In São Paulo, on the 18th of November of 2012

Marido e Mulher e as “Novas Conjugalidades”

Mirian Gondenberg (miriangoldenberg@uol.com.br) escreveu dois artigos interessantes na Folha recentemente (o segundo, hoje, 14 de Dezembro). Transcrevo-os abaixo.

Mas antes, a minha opinião.

Minha mulher e eu vivemos a situação parcialmente descrita por ela: vivemos juntos há dois anos e meio quase. Há, portanto, co-habitação. O divórcio dela já saiu mas o meu se enrosca em questões patrimoniais. Sempre a chamei, entretanto, desde o início, de “minha mulher”, e ela, a mim, de “meu marido”. É isso que somos um para o outro, afinal!

Quatro considerações:

1) O uso linguístico de chamar a esposa de mulher e o esposo de marido é antigo e consagrado.
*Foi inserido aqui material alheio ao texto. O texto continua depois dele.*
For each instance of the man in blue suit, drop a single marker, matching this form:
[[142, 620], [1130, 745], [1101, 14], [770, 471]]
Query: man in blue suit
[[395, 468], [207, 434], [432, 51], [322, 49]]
Os ritos matrimoniais consagram o casal como “marido e mulher”. Mulher, assim, tem como contrapartida não só homem – se se foca o sexo – mas também marido – se se foca o estado civil. A contrapartida de “mulher” não precisa, portanto, ser “homem”, se se foca o estado civil.

2) Hoje em dia não faz mais sentido reservar o termo “marido” (ou mulher) apenas para aquele(a) com quem se está casado de papel passado. Marido (ou mulher) é aquele(a) com quem se vive conjugalmente. 

3) Sempre preferi as expressões “minha mulher” e “meu marido” às expressões (que me parecem demodées e desnecessariamente pomposas!) “minha esposa” e “meu esposo”.

4) Mas não tenho nada contra a tentativa de resgatar a expressão “meu homem” para se referir ao marido. Pelo contrário.

Mas gostei muito dos artigos da Mirian.

———-

OUTRAS IDEIAS

Meu homem

MIRIAN GOLDENBERG

Sugestões recebidas: parceiro, companheiro, rolo, querido, ficante, namorido, marinado, sei lá, tanto faz

NA ÚLTIMA coluna escrevi sobre um problema que afeta muitas brasileiras: como apresentar o homem com quem elas vivem novas formas de conjugalidade? Como defini-lo, se não há vínculos legais, co-habitação, filhos?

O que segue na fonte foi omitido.